There are plenty in common when it comes to meditation and hypnosis, but the two processes serve different outcomes from a medical point of view. To better understand what each stands for, let us look at the definition and use of each.
Meditation is done in anticipation of reaching a state of relaxation whereas hypnosis is seen more like a program where the participant seeks to have good habits replaced with bad ones through suggestions. The former is done individually whereas the latter requires at least two participants.
Hypnosis is particularly great when it comes to people that want to quit the addiction, and this is done through the help of therapies and other tools. The initial phase of the process begins with the participant entering a relaxed phase. The session is, more often than not, ends with the person’s subconscious mind being altered.
If spiritual atonement is a goal, meditation is done instead as this helps the person work on reducing their stress levels and also unravel everything cluttered and messy in their head. It also works towards energizing the person as a whole and in turn, bring peace and tranquillity to an otherwise crowded mind.
Let us look at a few more differences
- Although self-hypnosis is an exception, hypnosis is induced onto someone by a practitioner while meditation involves a person staying as quiet as they can in order to reach a state where their mind is calm.
- The starting point in each process is different as well. In meditation, the individual starts from a cluttered and messy mind and strives to reach a more relaxed state of mind whereas in hypnosis, the brain is first put in a state of relaxation and from there, the subconscious mind is reprogrammed according to the person’s needs.

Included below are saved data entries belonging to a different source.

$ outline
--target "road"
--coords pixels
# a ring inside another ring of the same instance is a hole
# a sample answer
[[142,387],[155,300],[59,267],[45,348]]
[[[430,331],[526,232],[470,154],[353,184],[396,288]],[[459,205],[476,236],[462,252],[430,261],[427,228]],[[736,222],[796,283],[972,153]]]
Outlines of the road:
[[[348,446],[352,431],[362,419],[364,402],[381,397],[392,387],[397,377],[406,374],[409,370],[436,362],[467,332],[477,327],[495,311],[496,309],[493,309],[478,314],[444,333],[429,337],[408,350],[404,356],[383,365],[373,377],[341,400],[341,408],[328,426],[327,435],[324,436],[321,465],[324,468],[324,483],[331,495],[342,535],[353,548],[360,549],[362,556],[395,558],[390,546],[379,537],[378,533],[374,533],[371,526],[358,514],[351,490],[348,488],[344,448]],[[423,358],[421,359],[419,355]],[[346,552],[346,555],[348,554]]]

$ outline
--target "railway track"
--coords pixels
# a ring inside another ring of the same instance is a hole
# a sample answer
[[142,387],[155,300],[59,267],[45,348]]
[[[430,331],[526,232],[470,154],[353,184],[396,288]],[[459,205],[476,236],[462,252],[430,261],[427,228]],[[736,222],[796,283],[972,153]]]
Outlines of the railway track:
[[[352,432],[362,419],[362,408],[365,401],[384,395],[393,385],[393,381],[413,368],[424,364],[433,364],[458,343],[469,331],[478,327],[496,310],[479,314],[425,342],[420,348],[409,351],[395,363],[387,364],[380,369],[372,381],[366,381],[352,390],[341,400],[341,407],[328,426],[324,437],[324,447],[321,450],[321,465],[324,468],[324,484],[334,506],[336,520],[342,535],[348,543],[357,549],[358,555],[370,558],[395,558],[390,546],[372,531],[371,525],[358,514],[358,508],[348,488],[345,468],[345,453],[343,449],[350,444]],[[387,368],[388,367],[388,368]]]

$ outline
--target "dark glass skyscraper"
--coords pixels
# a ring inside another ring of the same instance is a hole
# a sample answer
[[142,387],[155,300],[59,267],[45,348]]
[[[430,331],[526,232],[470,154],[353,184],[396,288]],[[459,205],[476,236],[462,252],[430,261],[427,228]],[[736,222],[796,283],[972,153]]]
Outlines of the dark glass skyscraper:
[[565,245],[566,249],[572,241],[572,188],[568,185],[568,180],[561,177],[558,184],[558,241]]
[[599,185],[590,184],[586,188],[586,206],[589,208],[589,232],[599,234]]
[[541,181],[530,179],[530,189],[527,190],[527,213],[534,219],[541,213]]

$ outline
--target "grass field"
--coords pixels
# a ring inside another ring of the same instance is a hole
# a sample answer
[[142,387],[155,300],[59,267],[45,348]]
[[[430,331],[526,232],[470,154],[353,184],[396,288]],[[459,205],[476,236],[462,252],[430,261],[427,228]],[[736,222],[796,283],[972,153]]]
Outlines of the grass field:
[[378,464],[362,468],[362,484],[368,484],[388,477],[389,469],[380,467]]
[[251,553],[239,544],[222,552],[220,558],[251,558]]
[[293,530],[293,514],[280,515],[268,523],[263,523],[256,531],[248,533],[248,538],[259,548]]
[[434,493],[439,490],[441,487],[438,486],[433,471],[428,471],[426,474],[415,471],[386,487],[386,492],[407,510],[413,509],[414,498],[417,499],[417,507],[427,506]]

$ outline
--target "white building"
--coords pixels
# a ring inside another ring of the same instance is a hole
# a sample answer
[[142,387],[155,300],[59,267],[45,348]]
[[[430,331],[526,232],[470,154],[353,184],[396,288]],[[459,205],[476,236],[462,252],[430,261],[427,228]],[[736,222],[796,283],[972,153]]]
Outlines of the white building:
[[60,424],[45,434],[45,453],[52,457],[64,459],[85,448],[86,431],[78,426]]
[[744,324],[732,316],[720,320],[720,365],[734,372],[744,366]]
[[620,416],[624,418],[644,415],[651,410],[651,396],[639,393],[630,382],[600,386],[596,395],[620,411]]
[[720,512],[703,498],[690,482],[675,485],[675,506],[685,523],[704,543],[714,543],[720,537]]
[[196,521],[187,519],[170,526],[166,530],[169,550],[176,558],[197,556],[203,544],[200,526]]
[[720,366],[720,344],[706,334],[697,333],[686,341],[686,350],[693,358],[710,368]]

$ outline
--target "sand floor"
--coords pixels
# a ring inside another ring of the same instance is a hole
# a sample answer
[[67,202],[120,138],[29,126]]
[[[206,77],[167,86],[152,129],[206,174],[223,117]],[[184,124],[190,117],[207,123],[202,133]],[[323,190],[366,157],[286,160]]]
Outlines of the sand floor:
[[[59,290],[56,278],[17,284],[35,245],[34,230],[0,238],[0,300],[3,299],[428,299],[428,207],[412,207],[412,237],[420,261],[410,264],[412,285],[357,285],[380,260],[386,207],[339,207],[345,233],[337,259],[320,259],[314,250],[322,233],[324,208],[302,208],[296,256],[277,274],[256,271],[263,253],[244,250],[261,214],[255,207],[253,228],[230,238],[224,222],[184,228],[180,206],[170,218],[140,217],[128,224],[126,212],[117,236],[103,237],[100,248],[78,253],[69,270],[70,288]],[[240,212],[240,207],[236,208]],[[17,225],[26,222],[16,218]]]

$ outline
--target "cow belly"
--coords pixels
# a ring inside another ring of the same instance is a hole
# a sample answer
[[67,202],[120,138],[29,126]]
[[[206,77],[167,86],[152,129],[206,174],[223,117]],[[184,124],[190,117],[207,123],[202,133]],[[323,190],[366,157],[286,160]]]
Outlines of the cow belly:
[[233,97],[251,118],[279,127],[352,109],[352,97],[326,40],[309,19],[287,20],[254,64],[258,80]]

- While hypnosis aims to alter the mind and its habits, meditation seeks to better both the physical as well as mental wellbeing. But Theravada meditation, a conservative Buddhist tradition, aims at achieving almost the same goals as that of hypnosis.
- Meditation has religious tie-ins and is practiced in religions such as Hinduism, Islam, and even Christianity. Although they aren’t explicitly named meditation, all religions practice some form or a form close to meditation. This isn’t the case when it comes to hypnosis because it was discovered through medicine and therapy.
- Meditation takes months to master whereas hypnosis can be learned by mastering its various techniques. All one needs is a few weeks to hone their skill when it comes to hypnosis.